過去様々な大きな地震があり、今後もいつ大きな地震が起こるかわかりません。
今後の大きな地震への備えのため、過去の大きな地震が起こった時に「倒れなかったお家」を基準に備えるのも良いでしょう。
そこで今回は、過去の大きな地震で倒れなかった家はどんな家だったのかをご紹介します。
□過去の地震で耐え抜いたお家の特徴
直近の日本では下記のように中規模以上の地震が頻繁に起こっています。
- 2019年8月4日 福島県沖(最大震度5弱)
- 2019年6月18日 山形県沖(最大震度6強)
- 2019年5月25日 千葉県北東部(最大震度5弱)
- 2019年5月10日 日向灘(最大震度5弱)
- 2019年2月21日 胆振地方中東部(最大震度6弱)
- 2019年1月3日 熊本県熊本地方(最大震度6弱)
- 2018年9月6日 胆振地方中東部(最大震度7)
- 2018年6月18日 大阪府北部(最大震度6弱)
- 2018年4月9日 島根県西部(最大震度5強)
震度5を超える地震では、お家の中にあるテレビ台や食器棚が倒れる被害があり、自転車もまともに運転できない規模だと言われています。
このような大きな地震での被害にあったお家の調査で下記のようなデータがあります。
【熊本地震における被害率】
引用:国土交通省HP 『熊本地震における建築物被害の原因分析を行う委員会 報告書 概要』の「3.3 木㐀建築物の被害の特徴と要因」参照
URL:https://www.mlit.go.jp/common/001155088.pdf
- 木造住宅全体:1995棟
- 無被害 414棟(21.2%)
- 軽微、小規模被害 1014棟(51.9%)
- 大破 230棟(11.8%)
- 倒壊 297棟(15.2%)
このうち、2000年以降の新耐震基準の木造住宅(全319棟)で大破が12棟、倒壊が7棟とほとんどが旧耐震基準で建てられたものでした。

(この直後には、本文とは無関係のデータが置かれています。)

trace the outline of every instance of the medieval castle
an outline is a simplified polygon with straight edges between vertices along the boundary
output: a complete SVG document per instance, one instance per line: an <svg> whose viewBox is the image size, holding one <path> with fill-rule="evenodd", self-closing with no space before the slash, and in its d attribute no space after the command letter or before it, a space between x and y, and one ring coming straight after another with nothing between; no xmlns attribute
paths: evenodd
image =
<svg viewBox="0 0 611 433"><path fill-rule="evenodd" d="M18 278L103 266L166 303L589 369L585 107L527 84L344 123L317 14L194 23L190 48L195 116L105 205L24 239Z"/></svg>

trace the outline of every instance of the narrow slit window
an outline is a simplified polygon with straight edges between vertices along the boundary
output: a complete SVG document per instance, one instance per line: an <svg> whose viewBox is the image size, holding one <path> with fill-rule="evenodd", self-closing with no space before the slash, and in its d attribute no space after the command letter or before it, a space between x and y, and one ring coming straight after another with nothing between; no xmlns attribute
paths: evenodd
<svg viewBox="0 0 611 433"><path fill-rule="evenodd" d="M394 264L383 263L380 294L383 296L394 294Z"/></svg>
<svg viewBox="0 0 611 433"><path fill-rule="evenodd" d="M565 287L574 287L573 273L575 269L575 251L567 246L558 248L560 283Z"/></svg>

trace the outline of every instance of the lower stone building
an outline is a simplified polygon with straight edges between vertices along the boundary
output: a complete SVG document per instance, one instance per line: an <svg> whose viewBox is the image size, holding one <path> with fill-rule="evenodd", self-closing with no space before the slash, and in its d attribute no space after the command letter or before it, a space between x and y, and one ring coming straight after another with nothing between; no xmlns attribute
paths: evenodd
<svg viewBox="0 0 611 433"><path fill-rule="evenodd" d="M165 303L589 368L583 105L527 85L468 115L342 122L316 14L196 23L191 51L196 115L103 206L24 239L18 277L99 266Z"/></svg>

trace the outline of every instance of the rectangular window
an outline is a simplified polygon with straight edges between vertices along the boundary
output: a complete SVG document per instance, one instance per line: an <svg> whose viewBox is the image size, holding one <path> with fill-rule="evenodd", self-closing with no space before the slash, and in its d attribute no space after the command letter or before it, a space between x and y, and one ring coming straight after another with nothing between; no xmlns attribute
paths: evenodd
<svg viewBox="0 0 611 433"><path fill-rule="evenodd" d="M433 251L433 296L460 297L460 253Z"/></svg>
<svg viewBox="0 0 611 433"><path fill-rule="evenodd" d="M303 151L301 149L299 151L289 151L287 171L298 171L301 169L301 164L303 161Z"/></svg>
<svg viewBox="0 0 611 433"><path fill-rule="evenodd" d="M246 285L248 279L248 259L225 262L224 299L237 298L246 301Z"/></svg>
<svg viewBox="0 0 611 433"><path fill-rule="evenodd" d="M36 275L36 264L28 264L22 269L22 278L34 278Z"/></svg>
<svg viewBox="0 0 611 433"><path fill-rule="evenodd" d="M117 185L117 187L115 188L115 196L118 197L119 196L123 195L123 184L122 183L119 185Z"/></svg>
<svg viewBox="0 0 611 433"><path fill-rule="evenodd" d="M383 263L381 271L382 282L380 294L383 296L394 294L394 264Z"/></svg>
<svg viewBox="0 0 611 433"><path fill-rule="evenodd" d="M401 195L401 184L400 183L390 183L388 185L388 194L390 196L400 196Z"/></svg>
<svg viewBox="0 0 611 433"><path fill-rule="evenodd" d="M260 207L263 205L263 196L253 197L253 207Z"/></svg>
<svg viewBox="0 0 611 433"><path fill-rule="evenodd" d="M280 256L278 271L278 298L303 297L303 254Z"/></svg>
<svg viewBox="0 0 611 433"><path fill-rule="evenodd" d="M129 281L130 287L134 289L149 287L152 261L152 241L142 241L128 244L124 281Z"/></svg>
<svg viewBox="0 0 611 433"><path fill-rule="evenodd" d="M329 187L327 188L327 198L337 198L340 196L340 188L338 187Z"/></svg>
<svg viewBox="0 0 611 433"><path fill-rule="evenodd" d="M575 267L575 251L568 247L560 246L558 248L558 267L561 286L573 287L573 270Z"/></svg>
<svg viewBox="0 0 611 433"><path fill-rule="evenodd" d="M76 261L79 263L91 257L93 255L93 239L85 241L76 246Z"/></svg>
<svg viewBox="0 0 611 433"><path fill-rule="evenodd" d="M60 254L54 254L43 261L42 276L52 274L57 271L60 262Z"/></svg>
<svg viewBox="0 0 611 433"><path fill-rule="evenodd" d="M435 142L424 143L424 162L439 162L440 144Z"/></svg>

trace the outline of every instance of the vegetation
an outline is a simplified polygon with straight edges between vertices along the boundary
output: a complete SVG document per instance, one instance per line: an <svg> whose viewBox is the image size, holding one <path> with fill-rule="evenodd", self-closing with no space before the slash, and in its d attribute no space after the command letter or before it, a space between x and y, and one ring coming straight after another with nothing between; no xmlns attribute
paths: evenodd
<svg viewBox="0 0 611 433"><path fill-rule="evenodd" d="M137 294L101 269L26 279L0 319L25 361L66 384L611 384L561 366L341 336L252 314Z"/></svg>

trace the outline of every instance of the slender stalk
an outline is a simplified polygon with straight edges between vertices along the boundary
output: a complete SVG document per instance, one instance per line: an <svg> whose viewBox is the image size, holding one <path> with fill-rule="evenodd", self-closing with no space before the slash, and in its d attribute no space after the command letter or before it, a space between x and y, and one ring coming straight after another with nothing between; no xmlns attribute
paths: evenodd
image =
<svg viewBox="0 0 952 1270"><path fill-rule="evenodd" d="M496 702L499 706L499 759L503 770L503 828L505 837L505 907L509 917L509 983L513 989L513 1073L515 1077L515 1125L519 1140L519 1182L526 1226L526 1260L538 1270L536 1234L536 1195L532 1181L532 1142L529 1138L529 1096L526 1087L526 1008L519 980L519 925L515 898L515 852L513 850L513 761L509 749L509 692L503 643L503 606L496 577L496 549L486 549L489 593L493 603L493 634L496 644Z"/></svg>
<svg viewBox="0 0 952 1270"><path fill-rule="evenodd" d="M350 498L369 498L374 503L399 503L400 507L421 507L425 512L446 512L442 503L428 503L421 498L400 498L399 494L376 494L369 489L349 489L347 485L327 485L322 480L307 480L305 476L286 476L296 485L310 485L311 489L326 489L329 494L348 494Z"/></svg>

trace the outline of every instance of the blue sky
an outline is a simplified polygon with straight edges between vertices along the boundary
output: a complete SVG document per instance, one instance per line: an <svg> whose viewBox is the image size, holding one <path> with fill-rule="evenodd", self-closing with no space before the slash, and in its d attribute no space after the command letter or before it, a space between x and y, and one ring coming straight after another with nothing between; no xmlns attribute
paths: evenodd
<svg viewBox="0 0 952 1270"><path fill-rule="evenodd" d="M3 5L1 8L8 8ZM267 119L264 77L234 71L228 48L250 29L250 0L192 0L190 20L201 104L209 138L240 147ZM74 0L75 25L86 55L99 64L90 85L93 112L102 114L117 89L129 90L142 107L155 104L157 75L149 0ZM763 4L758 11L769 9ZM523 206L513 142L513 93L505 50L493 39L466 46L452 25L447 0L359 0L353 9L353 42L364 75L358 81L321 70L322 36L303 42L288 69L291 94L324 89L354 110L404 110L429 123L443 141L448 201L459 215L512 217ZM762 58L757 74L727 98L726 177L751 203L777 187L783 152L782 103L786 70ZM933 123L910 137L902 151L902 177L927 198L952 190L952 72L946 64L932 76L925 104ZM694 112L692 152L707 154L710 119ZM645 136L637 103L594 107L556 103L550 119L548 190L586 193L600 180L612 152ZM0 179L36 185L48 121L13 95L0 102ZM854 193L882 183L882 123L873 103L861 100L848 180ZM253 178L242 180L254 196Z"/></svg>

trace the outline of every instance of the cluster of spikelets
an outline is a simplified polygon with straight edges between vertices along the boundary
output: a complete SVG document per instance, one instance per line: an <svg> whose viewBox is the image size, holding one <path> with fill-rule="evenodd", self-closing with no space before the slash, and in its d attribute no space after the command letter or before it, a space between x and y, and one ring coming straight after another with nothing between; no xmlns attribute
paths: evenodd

さらに下記のように頭数が圧倒的に異なりますが、耐震等級3の木造住宅には大破、倒壊した建物がありません。
耐震等級3の木造住宅
- 無被害 87.5%
- 軽微、小規模被害 12.5%
耐震等級1の木造住宅
- 無被害 60.1%
- 軽微、小規模被害 33.6%
- 大破 4.0%
- 倒壊 2.3%
以上のことから、新耐震基準で建てられた(2000年以降の建物は全て満たしている)耐震等級3の木造住宅は地震に対して強く、過去の大きな地震にも倒れにくいことがわかります。
□耐震等級3の基準は?
耐震等級とは、一般社団法人住宅性能評価・表示協会が実施している「住宅性能評価制度」における地震が発生した時の、建物の倒壊しにくさや損傷の受けにくさを等級づけしたものです。
耐震等級には下記のように3つの階級があります。
耐震等級1
極めて稀に発生する大規模地震(関東大震災時の東京、阪神淡路大震災の神戸)に対して、倒壊や崩壊しない程度に耐えられるかどうか、東京を想定して震度5強相当の地震に耐えられるかどうかが基準です。
耐震等級2
耐震等級1の1.25倍の地震に耐えられるかどうかが基準です。
長期優良住宅では、この耐震等級2以上が求められます。
耐震等級3
耐震等級1の1.5倍の地震に耐えらえるかどうかが基準です。
先ほど挙げた熊本地震では震度7の揺れが2度立て続けに起こり、1度目は耐え抜いた住宅が2度目の地震で倒壊した住宅があった中、耐震等級3の住宅は2度の震度7の揺れに耐えたと判明しています。
□まとめ
今回は、過去の大きな地震で倒れなかった家はどんな家だったのかをご紹介しました。
地震に備えるのであれば、過去の地震を振り返り、どういうお家だと耐えられるのかも1つの基準として考えてみてはいかがでしょうか?